Le informazioni fornite dai testimoni hanno permesso di condannare circa 10’000 criminali, con un tasso di riuscita dell’89 per cento.

Nessun testimone sotto protezione è finora stato ucciso o ferito.

Rischio di recidiva

«Un certo numero di testimoni rinuncia tuttavia al programma di protezione, ma raramente sfugge a una ritorno alle “origini”», sottolinea Gerhard Van Rooyen, esperto del tema in seno all’UNODC. Di fatto, sono una trentina i testimoni assassinati dopo aver lasciato il WITSEC.

Alcuni testimoni possono inoltre rappresentare un pericolo per la comunità. «Chi è stato criminale per tutta la vita fa fatica a rimettersi in riga», fa notare Gerald Shargel. Il caso di Marion Pruett lo dimostra. Incarcerato per una rapina a mano armata, è stato liberato sotto nuova identità e reinserito nel Nuovo Messico nel 1979, dopo aver accettato di testimoniare su un omicidio commesso da un altro detenuto. Marion Pruett ha approfittato della ritrovata libertà per assassinare otto persone, tra cui la moglie. Una situazione analoga a quella del mafioso newyorkese Sammy Gravano, trasferito con la famiglia in Arizona e poi arrestato nuovamente nel 2000 per traffico di ecstasy.

Nonostante questi casi mediatici, «il tasso di recidiva tra i testimoni protetti è di appena il 17 per cento, ben più basso rispetto al 40 registrato tra i detenuti liberati con la condizionale», sottolinea Alan Vinegrad.

Niente più codice d’onore

Il programma di protezione dei testimoni è stato creato nei primi anni Settanta per lottare contro l’omertà della mafia italiana, all’apice del suo potere, ma col tempo è stato poi esteso ad altri tipi di crimine. Negli anni Ottanta, è servito a raccogliere informazioni sui cartelli della droga, mentre un decennio più tardi a lottare contro l’esplosione delle gang nelle città americane. Dagli attentati dell’11 settembre 2011, questo programma viene utilizzato contro il terrorismo di stampo islamico.

Una scelta che solleva però alcuni problemi. «I membri della mafia seguono un codice d’onore e se la prendono soltanto con le persone della stessa organizzazione, rivela Jack Donson.
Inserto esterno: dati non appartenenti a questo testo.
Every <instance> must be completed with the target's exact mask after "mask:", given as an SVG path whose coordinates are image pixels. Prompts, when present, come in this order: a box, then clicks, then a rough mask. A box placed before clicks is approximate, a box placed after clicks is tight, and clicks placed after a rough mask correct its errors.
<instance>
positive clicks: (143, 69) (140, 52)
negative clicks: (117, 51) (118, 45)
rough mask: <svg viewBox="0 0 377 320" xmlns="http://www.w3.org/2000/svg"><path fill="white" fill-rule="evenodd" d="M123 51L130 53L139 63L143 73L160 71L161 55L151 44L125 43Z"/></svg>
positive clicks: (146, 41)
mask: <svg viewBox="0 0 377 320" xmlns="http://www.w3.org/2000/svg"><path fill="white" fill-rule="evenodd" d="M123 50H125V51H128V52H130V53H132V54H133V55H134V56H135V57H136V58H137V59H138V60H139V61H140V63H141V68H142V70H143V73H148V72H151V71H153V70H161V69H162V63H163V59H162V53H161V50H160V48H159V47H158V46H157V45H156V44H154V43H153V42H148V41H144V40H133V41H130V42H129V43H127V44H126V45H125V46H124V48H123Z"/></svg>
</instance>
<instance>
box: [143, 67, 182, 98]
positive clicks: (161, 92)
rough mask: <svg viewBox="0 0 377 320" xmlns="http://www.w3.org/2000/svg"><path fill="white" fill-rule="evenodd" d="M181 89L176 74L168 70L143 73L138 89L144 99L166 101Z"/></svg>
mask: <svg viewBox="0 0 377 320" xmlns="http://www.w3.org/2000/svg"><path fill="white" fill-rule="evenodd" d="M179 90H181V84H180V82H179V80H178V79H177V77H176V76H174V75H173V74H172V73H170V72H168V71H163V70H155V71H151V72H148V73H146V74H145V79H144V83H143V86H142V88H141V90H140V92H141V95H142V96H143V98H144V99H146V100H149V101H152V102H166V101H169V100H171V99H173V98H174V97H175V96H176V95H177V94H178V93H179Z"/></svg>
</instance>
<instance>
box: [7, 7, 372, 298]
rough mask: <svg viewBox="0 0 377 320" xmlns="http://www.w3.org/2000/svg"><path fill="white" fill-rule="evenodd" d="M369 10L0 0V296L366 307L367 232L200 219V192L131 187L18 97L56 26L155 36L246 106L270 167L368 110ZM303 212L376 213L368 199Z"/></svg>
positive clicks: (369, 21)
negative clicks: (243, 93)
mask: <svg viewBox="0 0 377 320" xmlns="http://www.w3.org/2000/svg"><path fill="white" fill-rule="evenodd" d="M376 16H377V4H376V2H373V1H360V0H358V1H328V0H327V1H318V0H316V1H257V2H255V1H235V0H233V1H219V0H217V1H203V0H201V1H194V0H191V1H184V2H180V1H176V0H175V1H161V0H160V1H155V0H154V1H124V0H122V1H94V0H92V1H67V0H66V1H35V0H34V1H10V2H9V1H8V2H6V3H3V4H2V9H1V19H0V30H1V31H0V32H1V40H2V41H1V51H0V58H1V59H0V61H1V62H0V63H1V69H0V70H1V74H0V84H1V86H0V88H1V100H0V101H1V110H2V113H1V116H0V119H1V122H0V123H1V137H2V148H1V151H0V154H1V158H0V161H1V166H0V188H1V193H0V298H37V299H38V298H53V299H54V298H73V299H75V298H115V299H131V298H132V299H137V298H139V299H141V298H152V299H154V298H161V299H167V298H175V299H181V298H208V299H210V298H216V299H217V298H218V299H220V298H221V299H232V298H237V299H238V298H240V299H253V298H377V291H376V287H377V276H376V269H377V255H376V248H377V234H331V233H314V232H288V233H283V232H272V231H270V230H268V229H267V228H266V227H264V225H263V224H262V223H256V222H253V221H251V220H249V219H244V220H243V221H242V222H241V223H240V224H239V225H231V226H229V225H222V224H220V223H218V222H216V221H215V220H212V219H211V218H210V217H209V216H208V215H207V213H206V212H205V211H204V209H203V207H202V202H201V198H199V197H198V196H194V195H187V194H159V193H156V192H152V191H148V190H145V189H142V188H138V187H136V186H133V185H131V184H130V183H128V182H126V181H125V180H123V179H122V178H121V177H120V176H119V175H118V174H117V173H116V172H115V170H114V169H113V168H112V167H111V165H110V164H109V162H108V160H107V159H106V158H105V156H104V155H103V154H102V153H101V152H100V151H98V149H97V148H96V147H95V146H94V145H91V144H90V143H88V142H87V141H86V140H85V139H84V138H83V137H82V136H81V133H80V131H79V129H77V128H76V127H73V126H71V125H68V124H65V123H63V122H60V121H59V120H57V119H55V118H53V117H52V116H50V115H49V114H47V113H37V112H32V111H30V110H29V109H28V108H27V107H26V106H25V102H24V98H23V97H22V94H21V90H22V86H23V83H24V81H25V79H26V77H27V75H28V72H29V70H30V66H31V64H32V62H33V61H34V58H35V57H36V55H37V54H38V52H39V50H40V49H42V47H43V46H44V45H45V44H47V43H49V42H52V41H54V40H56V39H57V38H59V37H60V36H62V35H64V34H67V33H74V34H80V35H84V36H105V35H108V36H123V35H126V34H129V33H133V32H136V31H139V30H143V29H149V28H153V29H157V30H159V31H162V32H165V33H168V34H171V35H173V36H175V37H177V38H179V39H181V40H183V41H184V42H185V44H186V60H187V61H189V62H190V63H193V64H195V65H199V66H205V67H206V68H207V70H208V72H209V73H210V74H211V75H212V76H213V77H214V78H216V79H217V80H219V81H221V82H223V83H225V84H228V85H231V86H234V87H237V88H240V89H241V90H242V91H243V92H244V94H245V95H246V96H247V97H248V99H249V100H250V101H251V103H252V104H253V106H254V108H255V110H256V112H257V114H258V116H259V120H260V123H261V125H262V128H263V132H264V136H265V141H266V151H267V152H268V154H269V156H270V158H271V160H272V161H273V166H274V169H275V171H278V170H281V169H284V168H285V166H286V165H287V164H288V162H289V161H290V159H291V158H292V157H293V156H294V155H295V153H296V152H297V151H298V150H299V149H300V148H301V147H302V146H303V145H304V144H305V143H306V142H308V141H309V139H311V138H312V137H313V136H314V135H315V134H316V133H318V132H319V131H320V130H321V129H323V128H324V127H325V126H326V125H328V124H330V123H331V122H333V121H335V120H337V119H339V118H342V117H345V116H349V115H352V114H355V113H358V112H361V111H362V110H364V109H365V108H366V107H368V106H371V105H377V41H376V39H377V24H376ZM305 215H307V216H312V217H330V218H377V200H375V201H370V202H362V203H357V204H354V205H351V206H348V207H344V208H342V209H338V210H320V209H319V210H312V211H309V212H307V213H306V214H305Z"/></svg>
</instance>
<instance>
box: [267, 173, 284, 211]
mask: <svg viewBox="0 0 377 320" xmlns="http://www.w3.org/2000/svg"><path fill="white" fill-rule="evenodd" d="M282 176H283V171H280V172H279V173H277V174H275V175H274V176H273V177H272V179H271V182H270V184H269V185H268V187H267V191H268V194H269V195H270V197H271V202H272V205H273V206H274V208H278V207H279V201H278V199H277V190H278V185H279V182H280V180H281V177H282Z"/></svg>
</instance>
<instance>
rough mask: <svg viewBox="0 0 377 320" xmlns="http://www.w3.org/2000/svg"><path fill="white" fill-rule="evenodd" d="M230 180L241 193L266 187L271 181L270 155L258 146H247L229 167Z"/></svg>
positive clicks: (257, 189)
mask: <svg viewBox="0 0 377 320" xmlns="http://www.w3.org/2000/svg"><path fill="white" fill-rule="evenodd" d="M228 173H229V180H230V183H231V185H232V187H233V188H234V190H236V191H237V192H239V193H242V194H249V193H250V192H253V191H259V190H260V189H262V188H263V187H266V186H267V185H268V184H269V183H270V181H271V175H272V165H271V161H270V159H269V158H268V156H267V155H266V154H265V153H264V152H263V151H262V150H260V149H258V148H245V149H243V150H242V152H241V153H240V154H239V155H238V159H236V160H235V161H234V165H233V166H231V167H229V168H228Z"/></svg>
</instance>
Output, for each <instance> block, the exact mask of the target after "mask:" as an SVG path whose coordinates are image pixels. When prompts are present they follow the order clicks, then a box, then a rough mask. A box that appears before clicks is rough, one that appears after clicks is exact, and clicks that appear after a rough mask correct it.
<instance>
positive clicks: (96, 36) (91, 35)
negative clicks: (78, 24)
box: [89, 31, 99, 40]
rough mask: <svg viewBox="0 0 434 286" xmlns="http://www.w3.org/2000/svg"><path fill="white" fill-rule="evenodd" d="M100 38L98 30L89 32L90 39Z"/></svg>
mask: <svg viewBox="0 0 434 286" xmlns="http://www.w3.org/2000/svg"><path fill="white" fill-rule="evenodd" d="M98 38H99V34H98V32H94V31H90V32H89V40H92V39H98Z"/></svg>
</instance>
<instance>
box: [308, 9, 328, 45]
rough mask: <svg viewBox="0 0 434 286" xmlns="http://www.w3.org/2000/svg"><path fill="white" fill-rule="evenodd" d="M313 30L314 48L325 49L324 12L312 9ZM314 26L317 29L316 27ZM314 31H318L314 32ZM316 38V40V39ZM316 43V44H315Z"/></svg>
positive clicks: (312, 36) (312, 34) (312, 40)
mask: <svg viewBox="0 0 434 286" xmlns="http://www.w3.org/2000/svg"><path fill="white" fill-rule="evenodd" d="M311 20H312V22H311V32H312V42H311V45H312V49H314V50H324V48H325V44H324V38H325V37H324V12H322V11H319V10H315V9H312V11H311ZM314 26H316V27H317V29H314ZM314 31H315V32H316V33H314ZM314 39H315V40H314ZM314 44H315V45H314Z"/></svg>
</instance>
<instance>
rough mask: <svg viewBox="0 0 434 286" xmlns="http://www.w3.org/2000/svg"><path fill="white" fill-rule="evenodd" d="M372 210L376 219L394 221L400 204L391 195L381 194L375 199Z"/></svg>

Ciò non accade invece tra le gang, i cui seguaci sono meno disciplinati, faticano a seguire le regole e talvolta hanno problemi di droga».
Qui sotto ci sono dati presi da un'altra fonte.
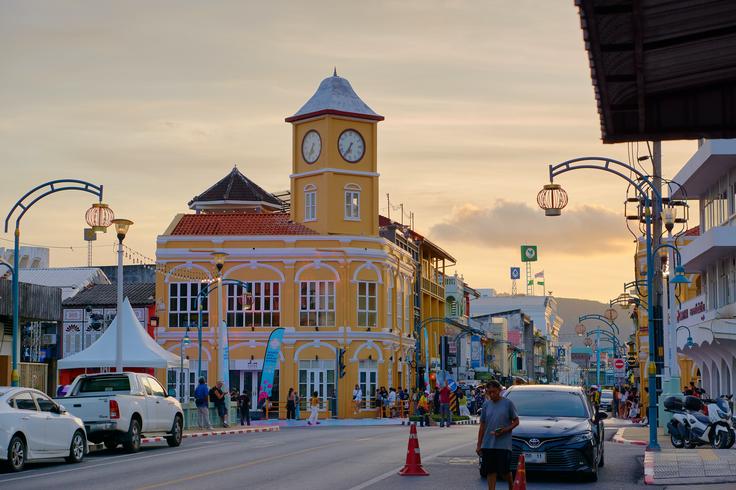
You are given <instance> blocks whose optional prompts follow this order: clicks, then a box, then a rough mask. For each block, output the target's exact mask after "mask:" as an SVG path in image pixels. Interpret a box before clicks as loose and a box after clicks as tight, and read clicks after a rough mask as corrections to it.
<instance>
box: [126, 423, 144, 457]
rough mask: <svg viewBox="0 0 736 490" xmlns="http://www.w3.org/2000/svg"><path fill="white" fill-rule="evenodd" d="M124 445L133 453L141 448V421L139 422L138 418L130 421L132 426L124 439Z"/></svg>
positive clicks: (127, 450) (137, 450)
mask: <svg viewBox="0 0 736 490" xmlns="http://www.w3.org/2000/svg"><path fill="white" fill-rule="evenodd" d="M123 447H124V448H125V450H126V451H128V452H131V453H137V452H138V451H140V450H141V423H140V422H138V419H133V420H131V421H130V428H129V429H128V434H126V437H125V440H124V441H123Z"/></svg>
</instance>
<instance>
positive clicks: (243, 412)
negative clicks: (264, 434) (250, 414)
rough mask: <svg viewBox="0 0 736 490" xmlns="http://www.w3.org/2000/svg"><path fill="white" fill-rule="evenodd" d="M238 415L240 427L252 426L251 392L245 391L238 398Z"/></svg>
mask: <svg viewBox="0 0 736 490" xmlns="http://www.w3.org/2000/svg"><path fill="white" fill-rule="evenodd" d="M238 413H239V414H240V425H246V424H247V425H250V391H248V390H243V392H242V393H241V394H240V396H239V397H238Z"/></svg>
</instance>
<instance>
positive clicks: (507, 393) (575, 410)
mask: <svg viewBox="0 0 736 490" xmlns="http://www.w3.org/2000/svg"><path fill="white" fill-rule="evenodd" d="M506 397H507V398H508V399H509V400H511V401H512V402H514V405H515V406H516V411H517V412H518V414H519V417H524V416H527V417H576V418H587V417H588V411H587V410H586V408H585V402H584V401H583V399H582V398H581V397H580V394H578V393H575V392H573V391H551V390H549V391H546V390H533V391H532V390H513V389H512V390H509V392H508V393H507V394H506Z"/></svg>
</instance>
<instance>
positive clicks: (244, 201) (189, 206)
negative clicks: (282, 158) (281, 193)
mask: <svg viewBox="0 0 736 490" xmlns="http://www.w3.org/2000/svg"><path fill="white" fill-rule="evenodd" d="M228 205H232V206H233V207H235V208H237V207H240V206H243V205H259V206H264V207H268V208H271V209H274V210H280V209H281V208H282V207H283V203H282V202H281V200H279V199H278V198H276V197H274V196H273V194H271V193H270V192H267V191H265V190H264V189H263V188H262V187H260V186H259V185H258V184H256V183H255V182H253V181H252V180H250V179H249V178H248V177H246V176H245V175H243V174H242V173H241V172H240V170H238V167H237V166H234V167H233V169H232V171H231V172H230V173H229V174H227V175H226V176H225V177H223V178H222V179H221V180H220V181H219V182H217V183H216V184H215V185H213V186H212V187H210V188H209V189H207V190H206V191H204V192H203V193H202V194H200V195H198V196H195V197H194V198H193V199H192V200H191V201H189V208H190V209H196V210H199V209H203V208H208V207H219V208H225V207H227V206H228Z"/></svg>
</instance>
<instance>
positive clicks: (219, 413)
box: [210, 381, 230, 428]
mask: <svg viewBox="0 0 736 490" xmlns="http://www.w3.org/2000/svg"><path fill="white" fill-rule="evenodd" d="M223 384H224V383H223V382H222V381H218V382H217V385H216V386H215V387H213V388H212V389H211V390H210V398H211V399H212V403H213V404H214V405H215V408H216V409H217V415H219V416H220V420H221V421H222V426H223V427H225V428H227V427H230V426H229V425H228V423H227V406H226V405H225V392H224V391H222V385H223Z"/></svg>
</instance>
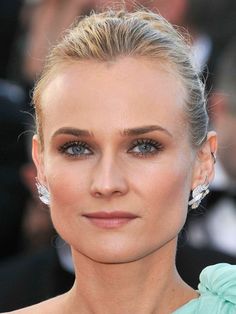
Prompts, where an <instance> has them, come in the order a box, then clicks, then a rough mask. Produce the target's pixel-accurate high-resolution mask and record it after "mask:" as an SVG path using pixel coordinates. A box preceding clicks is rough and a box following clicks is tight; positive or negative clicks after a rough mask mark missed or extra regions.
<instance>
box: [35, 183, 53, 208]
mask: <svg viewBox="0 0 236 314" xmlns="http://www.w3.org/2000/svg"><path fill="white" fill-rule="evenodd" d="M35 179H36V183H35V184H36V187H37V190H38V194H39V199H40V200H41V202H42V203H44V204H46V205H49V204H50V193H49V191H48V189H47V188H46V186H44V185H42V184H41V183H40V182H39V180H38V178H35Z"/></svg>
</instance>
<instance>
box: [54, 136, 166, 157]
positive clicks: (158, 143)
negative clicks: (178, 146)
mask: <svg viewBox="0 0 236 314" xmlns="http://www.w3.org/2000/svg"><path fill="white" fill-rule="evenodd" d="M141 145H147V146H149V147H150V150H149V151H147V152H134V151H132V150H134V148H136V147H138V146H141ZM78 147H80V149H81V148H82V149H85V150H88V151H89V153H85V154H84V153H77V154H76V153H74V154H73V153H69V152H68V150H69V149H70V148H72V149H73V148H78ZM163 149H164V147H163V145H162V144H161V143H160V142H157V141H155V140H153V139H147V138H145V139H137V140H135V141H134V142H133V143H132V145H131V147H130V148H129V149H128V151H127V153H129V154H133V155H134V156H137V157H141V158H147V157H149V156H152V155H156V154H158V153H159V152H160V151H162V150H163ZM58 150H59V152H61V153H62V154H65V155H67V156H68V157H70V158H87V157H88V156H90V155H92V154H93V153H92V150H91V147H90V146H89V145H88V144H87V143H85V142H82V141H71V142H67V143H65V144H63V145H61V146H60V147H59V149H58Z"/></svg>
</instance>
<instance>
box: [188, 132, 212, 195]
mask: <svg viewBox="0 0 236 314" xmlns="http://www.w3.org/2000/svg"><path fill="white" fill-rule="evenodd" d="M216 151H217V135H216V132H214V131H210V132H208V135H207V139H206V141H205V142H204V143H203V144H202V146H201V147H200V148H199V149H198V151H197V157H196V161H195V166H194V173H193V180H192V189H194V188H195V187H196V186H198V185H200V184H204V183H207V184H209V183H210V182H211V181H212V180H213V178H214V175H215V166H214V164H215V161H216Z"/></svg>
Quanto ai testimoni chiave di casi di terrorismo, sono per lo più stranieri. «Includerli nel programma di protezione significa dar loro un permesso di soggiorno. Ma le garanzie offerte dal Dipartimento di giustizia non vengono sempre rispettate dai servizi d’immigrazione», indica Tarik Abdel-Monem, ricercatore all’università del Nebraska.

Il professore cita il caso di Adnan Awad, un palestinese che ha collaborato con la giustizia svizzera e poi con quella americana negli anni Ottanta, dopo aver rinunciato a mettere una bomba all’Hilton di Ginevra. «Gli Stati Uniti gli avevano promesso un passaporto americano in cambio del suo aiuto, ma non l’ha mai ricevuto».

A rendere ancor più fragile il programma di protezione dei testimoni ci ha pensato internet. «Oggi è diventato molto più facile ritrovare qualcuno attraverso le reti sociali e le numerose banche dati online», sottolinea Gerhard Van Rooyen. Negli ultimi anni sono stati perfino creati dei siti internet per denunciare le persone che collaborano con la polizia.